The Corner

Law & the Courts

California’s New ‘Gig Economy’ Law Is Dumb. But Is It Unconstitutional?

Uber’s logo on a mobile phone (Hannah Mckay/Reuters)

It’s 2020, and that means California’s new “gig economy” law is in effect.

As I’ve noted before — see here and here — the policy is a complete mess. It first offers an objective test to determine whether a company must treat a worker as a full employee rather than as an independent contractor. (Employees are entitled to far more labor protections, but gig-economy companies such as Uber typically classify their workers as contractors.) Yet dozens of occupations are then exempted from the test, creating an absurd patchwork in which legislators’ case-by-case judgments and prejudices, not a set of neutral principles, determine the fates of countless businesses and workers.

This is a really stupid way to make economic regulations. But is it unconstitutional? A couple new court cases are raising the question. They strike me as long shots legally, but I hope they provoke some discussion on the right about when it’s appropriate to defend economic liberty in the courts rather than the legislatures.

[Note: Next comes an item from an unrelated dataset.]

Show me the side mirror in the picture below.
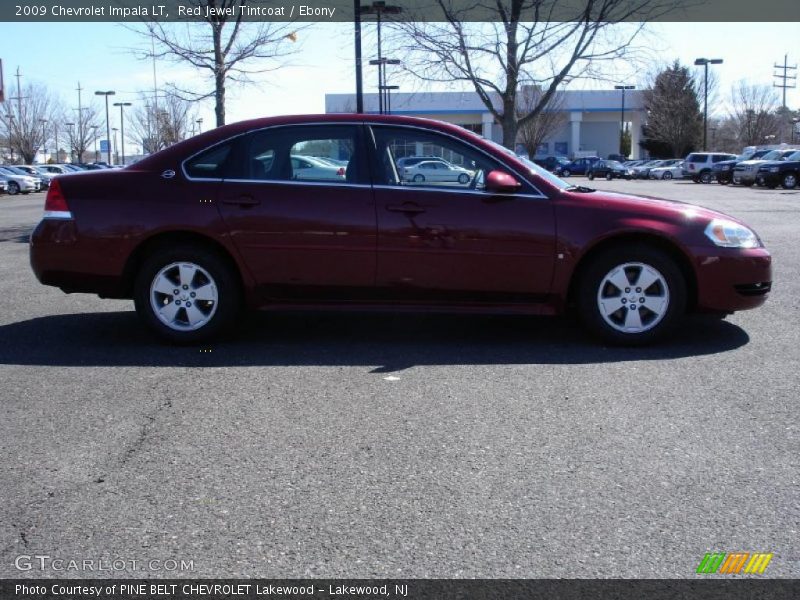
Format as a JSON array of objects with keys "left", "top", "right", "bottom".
[{"left": 485, "top": 170, "right": 522, "bottom": 194}]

In recent years some conservative legal thinkers have advanced the notion that the Constitution protects individuals against various forms of state economic regulation, for example by guaranteeing a “right to earn a living.” Such ideas once had strong support on the Supreme Court — most famously, the 1905 Lochner decision struck down a law limiting how many hours bakery employees could work — but they largely fell out of favor decades ago as conservatives came to despise judicial activism. The new cases provide grist for that discussion and might one day improve our sense of where the current Court’s conservatives stand.

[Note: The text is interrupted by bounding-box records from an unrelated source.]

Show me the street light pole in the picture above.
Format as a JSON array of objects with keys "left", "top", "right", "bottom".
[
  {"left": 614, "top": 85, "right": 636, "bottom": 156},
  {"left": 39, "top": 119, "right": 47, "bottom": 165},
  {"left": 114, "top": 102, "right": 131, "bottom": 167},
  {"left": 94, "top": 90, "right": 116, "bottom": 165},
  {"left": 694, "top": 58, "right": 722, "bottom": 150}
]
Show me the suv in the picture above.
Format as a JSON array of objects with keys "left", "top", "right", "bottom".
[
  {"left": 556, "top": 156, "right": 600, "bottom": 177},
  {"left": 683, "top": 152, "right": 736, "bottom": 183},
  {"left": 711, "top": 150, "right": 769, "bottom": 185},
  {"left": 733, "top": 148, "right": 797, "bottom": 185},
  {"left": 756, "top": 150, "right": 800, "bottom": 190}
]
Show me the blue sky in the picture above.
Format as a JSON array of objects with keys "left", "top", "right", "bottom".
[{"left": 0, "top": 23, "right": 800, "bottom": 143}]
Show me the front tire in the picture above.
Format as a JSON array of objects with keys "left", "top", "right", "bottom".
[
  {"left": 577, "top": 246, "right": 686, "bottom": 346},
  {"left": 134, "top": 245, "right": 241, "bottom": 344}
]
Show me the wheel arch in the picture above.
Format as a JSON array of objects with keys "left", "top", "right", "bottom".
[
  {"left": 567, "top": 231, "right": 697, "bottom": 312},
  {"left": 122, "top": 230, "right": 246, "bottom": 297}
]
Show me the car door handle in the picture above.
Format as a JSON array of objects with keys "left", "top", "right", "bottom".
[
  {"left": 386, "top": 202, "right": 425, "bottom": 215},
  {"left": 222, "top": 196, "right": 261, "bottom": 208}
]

The common thread running through most of the lawsuits’ various claims is that California legislators arbitrarily, unfairly, and/or maliciously exempted some occupations but not others, and thereby harmed the ability of non-exempted individuals and businesses to thrive economically. Uber and Postmates — whose phone-app-based business models are at the very center of the controversy here — allege the law therefore violates “the Equal Protection and Due Process Clauses of the Fourteenth Amendment to the United States Constitution, the Ninth Amendment to the United States Constitution, and the Contracts Clause of Article I of the United States Constitution, as well as the Equal Protection Clause, Inalienable Rights Clause, Due Process Clause, Baby Ninth Amendment, and Contracts Clause of the California Constitution.” The Pacific Legal Foundation, representing freelance journalists — who received a limited exemption that runs out after they’ve submitted 35 articles in a year to a single publication — makes an equal-protection argument as well, and further claims that giving only a limited exemption to freelance journalists burdens the freedom of the press.

Again, I’m skeptical of these cases’ legal chances, as well as of the notion that the federal Constitution does much to limit states’ ability to pass economic regulations, including dumb and arbitrary ones. But however successful they are in court, hopefully these cases will inspire some helpful intra-Right debates about the original meaning of the Constitution as regards economic liberty, and about the proper role of the judiciary. For starters, Josh Blackman has some comments on the legal technicalities here.